Rob Burbank's Outdoors with the AMC: NH nongame wildlife program marks quarter-century
The program provides management support for species not fished, hunted or trapped, and it is credited with restoring dwindling populations of such species as New Hampshire's State Butterfly, the Karner Blue, in Concord, and sea birds inhabiting the Isles of Shoals.
The program has also engaged volunteers in monitoring dragonfly distribution and reptile and amphibian populations across the state. Findings, in particular rare species verification, are added to a long-term database. That information is used to help inform land management decisions.

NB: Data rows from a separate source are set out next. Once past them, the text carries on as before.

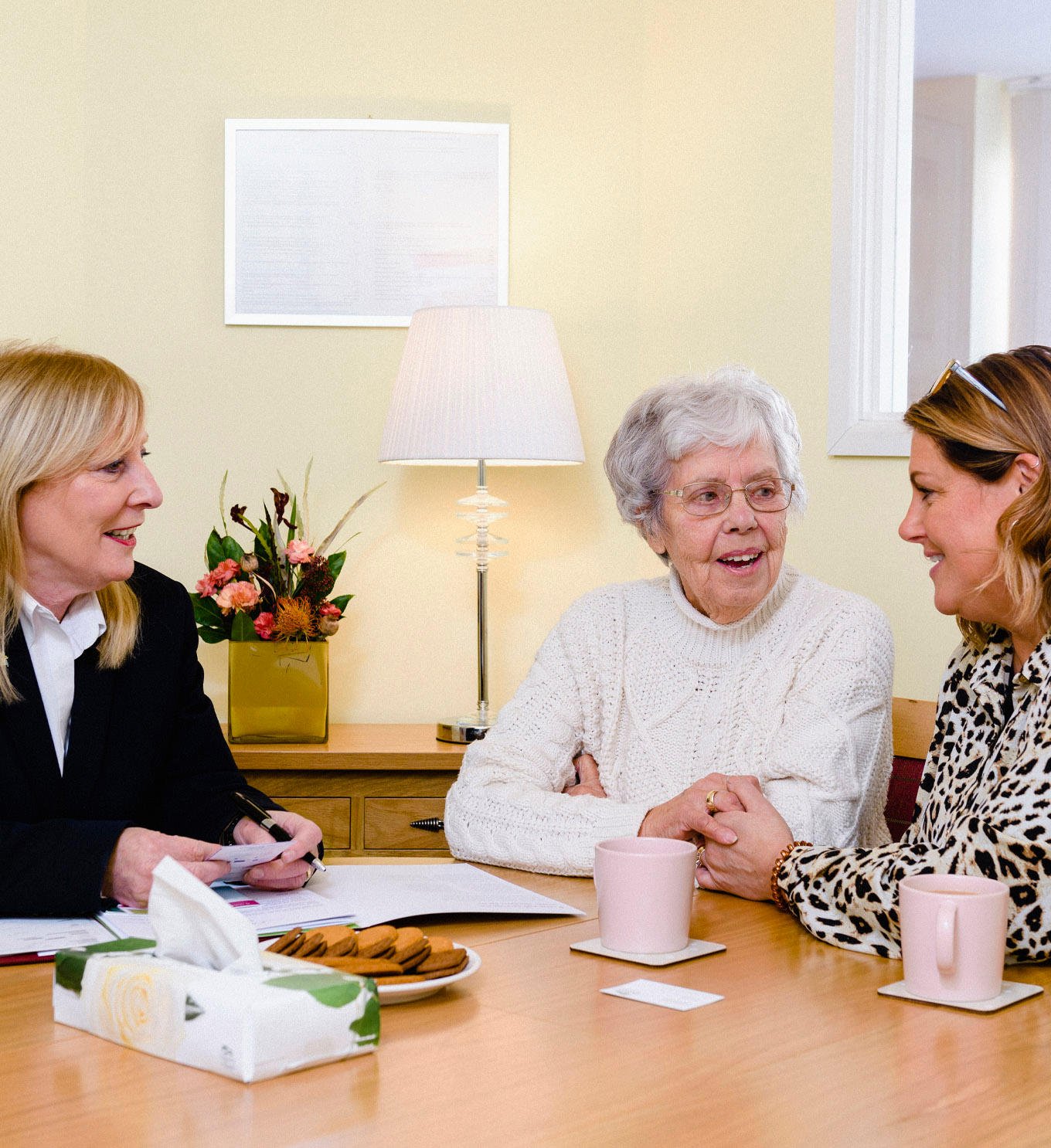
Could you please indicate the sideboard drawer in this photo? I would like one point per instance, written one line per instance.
(387, 824)
(331, 815)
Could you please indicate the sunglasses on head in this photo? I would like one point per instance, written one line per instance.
(961, 372)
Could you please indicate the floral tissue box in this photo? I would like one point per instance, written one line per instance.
(246, 1025)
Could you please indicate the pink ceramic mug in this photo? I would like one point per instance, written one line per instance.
(646, 893)
(954, 933)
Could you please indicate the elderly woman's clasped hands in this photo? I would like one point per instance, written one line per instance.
(703, 813)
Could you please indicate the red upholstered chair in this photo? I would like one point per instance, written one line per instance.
(913, 728)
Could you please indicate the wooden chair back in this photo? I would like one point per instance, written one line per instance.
(913, 728)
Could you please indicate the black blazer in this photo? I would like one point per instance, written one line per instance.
(145, 749)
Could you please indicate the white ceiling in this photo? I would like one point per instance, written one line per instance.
(1004, 38)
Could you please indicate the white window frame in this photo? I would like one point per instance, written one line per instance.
(872, 175)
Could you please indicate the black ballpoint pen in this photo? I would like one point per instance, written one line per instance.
(264, 819)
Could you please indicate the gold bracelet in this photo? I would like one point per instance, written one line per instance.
(776, 895)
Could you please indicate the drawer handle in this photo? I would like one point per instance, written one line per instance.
(432, 824)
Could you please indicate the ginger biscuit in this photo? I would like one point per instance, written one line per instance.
(335, 933)
(314, 945)
(345, 947)
(286, 940)
(449, 961)
(410, 963)
(408, 943)
(377, 939)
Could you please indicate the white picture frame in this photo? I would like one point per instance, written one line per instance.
(359, 223)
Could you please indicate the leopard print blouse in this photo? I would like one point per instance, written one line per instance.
(984, 807)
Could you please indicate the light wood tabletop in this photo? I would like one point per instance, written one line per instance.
(529, 1051)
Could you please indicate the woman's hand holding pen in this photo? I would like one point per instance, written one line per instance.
(129, 874)
(287, 871)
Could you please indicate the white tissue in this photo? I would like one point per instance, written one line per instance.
(194, 924)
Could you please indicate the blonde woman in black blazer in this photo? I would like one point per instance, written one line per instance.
(97, 788)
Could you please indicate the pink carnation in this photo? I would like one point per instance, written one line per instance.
(236, 596)
(221, 576)
(300, 552)
(206, 587)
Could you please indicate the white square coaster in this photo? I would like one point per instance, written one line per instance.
(654, 992)
(1013, 991)
(694, 949)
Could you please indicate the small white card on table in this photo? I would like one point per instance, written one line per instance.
(654, 992)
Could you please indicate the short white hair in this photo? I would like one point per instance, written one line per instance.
(732, 406)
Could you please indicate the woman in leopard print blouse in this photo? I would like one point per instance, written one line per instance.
(981, 511)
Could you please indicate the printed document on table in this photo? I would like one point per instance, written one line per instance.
(49, 935)
(391, 892)
(268, 911)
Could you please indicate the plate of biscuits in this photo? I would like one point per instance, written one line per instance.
(404, 963)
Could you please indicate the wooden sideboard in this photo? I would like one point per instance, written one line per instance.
(363, 786)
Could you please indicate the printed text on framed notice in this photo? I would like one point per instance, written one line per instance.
(359, 223)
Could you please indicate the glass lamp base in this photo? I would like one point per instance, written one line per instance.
(471, 728)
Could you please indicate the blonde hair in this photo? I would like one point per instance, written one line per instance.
(59, 411)
(975, 435)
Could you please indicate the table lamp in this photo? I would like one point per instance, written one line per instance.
(481, 386)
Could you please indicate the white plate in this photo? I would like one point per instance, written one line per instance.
(415, 991)
(399, 994)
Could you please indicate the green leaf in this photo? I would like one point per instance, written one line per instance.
(206, 611)
(232, 549)
(335, 562)
(243, 630)
(214, 549)
(71, 963)
(368, 1024)
(333, 990)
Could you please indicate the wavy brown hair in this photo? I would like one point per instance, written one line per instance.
(60, 410)
(975, 435)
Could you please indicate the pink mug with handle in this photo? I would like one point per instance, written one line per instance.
(646, 893)
(954, 936)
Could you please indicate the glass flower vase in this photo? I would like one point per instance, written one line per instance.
(278, 691)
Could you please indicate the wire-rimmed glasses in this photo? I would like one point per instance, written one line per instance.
(706, 498)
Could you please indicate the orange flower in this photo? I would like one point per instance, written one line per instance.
(293, 619)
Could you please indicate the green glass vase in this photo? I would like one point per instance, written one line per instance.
(278, 691)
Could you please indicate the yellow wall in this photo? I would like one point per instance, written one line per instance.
(670, 207)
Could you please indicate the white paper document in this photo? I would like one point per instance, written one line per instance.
(361, 223)
(377, 893)
(356, 895)
(49, 935)
(656, 992)
(267, 911)
(241, 858)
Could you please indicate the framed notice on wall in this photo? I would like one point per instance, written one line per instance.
(359, 223)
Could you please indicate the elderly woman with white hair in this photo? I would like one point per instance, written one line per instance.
(649, 695)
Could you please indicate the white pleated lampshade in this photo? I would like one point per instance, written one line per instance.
(481, 382)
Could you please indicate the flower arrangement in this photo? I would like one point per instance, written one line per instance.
(281, 587)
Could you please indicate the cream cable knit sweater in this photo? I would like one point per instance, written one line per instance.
(798, 694)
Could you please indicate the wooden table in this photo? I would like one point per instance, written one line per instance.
(529, 1051)
(364, 786)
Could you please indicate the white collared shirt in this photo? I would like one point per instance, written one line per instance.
(53, 647)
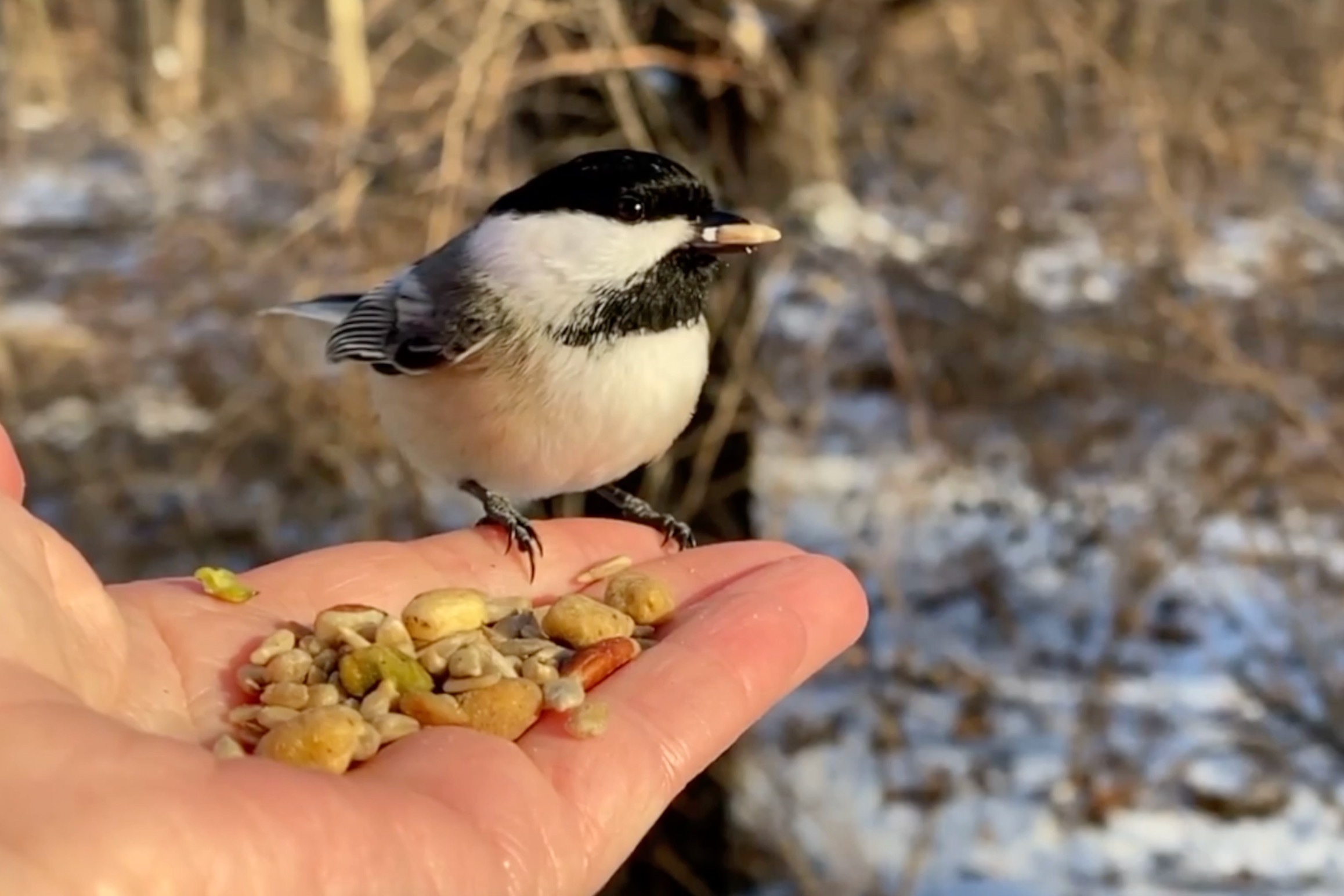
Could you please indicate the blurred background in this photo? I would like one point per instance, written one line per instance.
(1045, 356)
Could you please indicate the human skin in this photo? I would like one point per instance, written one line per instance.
(109, 696)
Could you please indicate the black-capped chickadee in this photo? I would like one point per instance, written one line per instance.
(555, 344)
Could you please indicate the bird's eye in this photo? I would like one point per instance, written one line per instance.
(630, 208)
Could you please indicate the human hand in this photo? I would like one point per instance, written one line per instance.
(109, 695)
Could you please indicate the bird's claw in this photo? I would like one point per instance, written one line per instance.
(675, 530)
(521, 534)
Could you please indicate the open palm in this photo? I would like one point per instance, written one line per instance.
(109, 695)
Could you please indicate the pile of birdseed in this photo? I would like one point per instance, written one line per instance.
(333, 695)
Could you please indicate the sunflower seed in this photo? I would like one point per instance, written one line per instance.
(276, 642)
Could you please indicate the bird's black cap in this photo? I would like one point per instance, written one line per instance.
(623, 185)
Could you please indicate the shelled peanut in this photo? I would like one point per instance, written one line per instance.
(333, 695)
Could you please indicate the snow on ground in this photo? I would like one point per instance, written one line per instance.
(967, 752)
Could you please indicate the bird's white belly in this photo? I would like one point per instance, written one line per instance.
(566, 421)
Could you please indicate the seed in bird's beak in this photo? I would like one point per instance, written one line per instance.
(743, 234)
(729, 236)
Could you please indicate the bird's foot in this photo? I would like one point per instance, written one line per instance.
(641, 511)
(502, 514)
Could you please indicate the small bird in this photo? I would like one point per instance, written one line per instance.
(555, 344)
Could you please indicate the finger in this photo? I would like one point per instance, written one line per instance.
(11, 472)
(673, 713)
(679, 706)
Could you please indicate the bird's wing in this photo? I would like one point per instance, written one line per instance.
(411, 323)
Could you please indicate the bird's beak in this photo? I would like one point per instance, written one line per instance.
(721, 233)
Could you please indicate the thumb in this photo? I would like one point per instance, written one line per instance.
(11, 473)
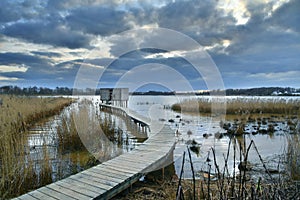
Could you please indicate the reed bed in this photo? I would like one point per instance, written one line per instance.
(219, 183)
(17, 114)
(293, 156)
(240, 106)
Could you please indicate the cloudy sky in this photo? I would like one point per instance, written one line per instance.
(252, 43)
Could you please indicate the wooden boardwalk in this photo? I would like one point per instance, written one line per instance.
(110, 178)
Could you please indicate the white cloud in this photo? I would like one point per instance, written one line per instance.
(13, 68)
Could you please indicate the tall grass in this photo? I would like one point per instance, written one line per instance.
(219, 183)
(240, 106)
(17, 114)
(293, 156)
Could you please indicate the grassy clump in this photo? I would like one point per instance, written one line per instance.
(293, 156)
(240, 106)
(17, 114)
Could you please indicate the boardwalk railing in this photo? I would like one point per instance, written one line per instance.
(111, 177)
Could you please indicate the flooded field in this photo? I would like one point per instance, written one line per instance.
(74, 140)
(270, 135)
(43, 139)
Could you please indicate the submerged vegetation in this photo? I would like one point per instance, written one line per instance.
(240, 106)
(17, 172)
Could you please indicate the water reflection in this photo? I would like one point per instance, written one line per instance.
(44, 147)
(208, 133)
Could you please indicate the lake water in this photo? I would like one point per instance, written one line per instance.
(192, 127)
(186, 129)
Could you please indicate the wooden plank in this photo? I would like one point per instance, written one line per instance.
(129, 162)
(76, 188)
(67, 191)
(113, 172)
(110, 173)
(86, 186)
(39, 195)
(103, 176)
(26, 197)
(127, 165)
(54, 194)
(117, 168)
(94, 181)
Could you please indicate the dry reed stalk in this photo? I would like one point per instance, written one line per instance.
(17, 115)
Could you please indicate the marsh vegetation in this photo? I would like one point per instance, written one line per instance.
(42, 141)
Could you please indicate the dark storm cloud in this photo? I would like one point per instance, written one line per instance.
(47, 33)
(21, 58)
(47, 54)
(98, 20)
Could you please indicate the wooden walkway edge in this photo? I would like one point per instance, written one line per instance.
(106, 180)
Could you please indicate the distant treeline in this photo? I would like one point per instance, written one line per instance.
(262, 91)
(46, 91)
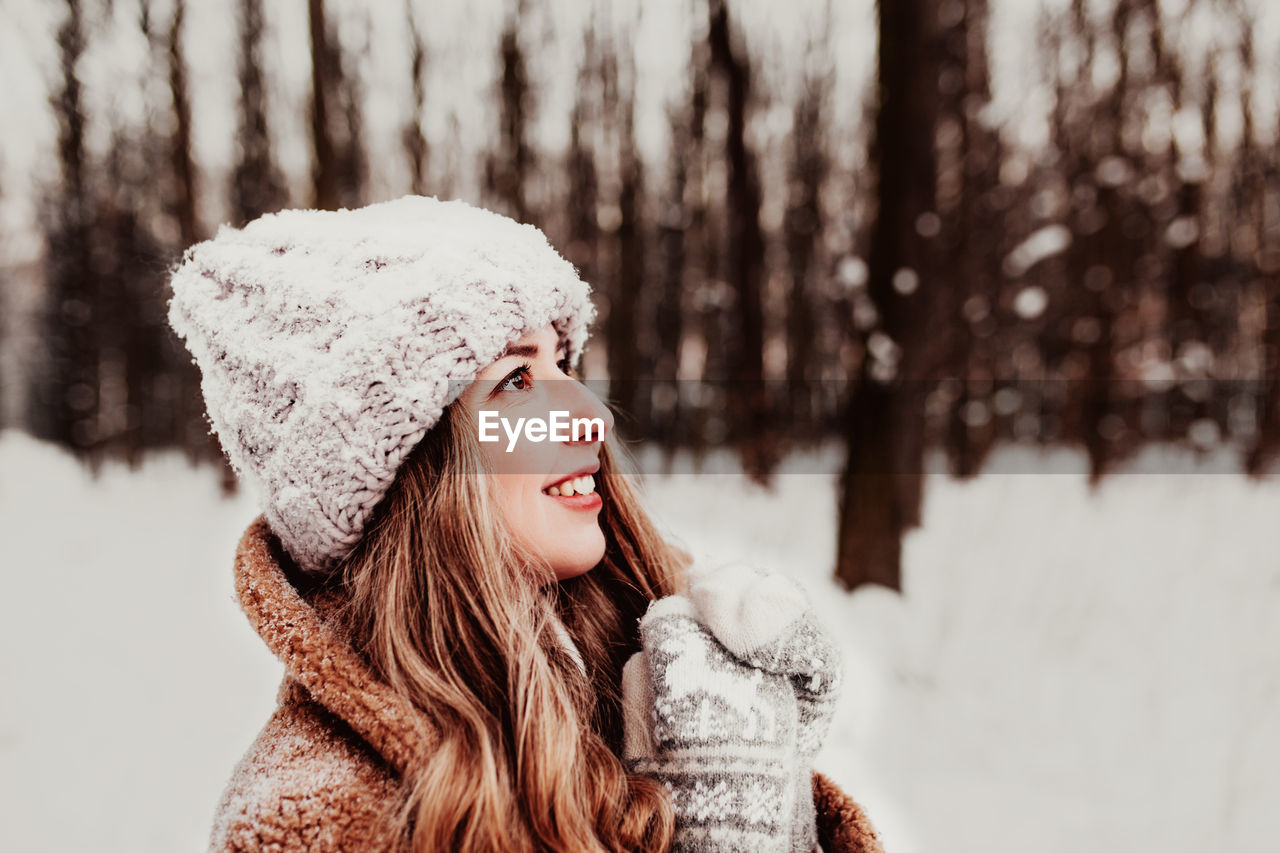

"In the mid-1980s, a crisis was emerging for New Hampshire's threatened and endangered birds, mammals and fish. Wildlife habitat was exposed to enormous pressure from development and recreational activities. Populations were dwindling. Species were disappearing," explained John Kanter, program coordinator, in a news release.
Speaking of anniversaries, the Appalachian Mountain Club is celebrating the 125th anniversary of its White Mountains hut system this year. Fashioned after the alpine huts of Europe, these trailside hostelries offer mountain hospitality, meals, lodging and educational programs in spectacular mountain settings.
The easternmost AMC hut, Carter Notch Hut, was recently recognized in the Best Adventure category of New Hampshire Magazine's Best of NH awards.